Ultimate success in alleviating hunger, malnutrition, poverty, and soil, environmental, land and people resource degradation globally in the technically complex world of the 21st century, however, will not come solely from intensive input or organic agriculture alone but rather a hybridization of both approaches. In addition, we have learned that sufficient food production is no guarantee that the massive numbers of poor people will be able to eat an adequate diet. Thus, access to adequate supplies of food must be viewed as a human right and, as long as poverty persists, governments must make special efforts to ensure that access. A focus on existing conventional and emerging organic systems limits the possibilities. Instead, the emphasis should be on developing cropping systems that best contribute to a set of well-defined performance parameters that ensure adequate food supply, farm family income, treats farm labor well and farm animals humanely, and protects environmental quality and natural resources. If a system meets these criteria, it should not matter if it complies with rules prescribed for organic production systems, or any other rigid set of prescriptions for crop and soil management.

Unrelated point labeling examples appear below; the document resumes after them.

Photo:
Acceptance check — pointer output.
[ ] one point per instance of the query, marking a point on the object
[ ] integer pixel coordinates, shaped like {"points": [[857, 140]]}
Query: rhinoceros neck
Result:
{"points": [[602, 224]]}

A final note, in his 2006 address to the World Congress of Soil Science in Philadelphia, Jeffery Sachs, author of The End of Poverty (see book review in this issue), Director of the Earth Institute at Columbia, and special advisor to the UN Millennium Goals Task Force, identified the central role of soils and soil fertility as a key step in unlocking poverty and soil degradation in Africa6. He reaffirmed needs identified by Soil Scientists Pedro Sanchez and Cheryl Palm in the Millennium Villages Project to increase the nitrogen and phosphorus supplying power of soils through use of commercial and organic fertilizers and nitrogen fixing trees/alley crops to increase potential crop yields to farmers by three- to tenfold. Sanchez called for another ‘green’ revolution in Africa, one that would rely more on biological processes and enhance, rather than degrade, soil and environmental quality. In further discussions, and in Magdoff's article in this issue, we envision a need for a ‘triage’ approach, using nitrogen and phosphorus (purchased or donated) as needed to initially reclaim the yield-producing potential of many degraded African soils. However, a rapid transition to approaches such as Biologically Intensive Agriculture is needed to sustain productivity, reduce soil degradation, and shift reliance to mainly local resources for food production and land sustainability for present and future generations.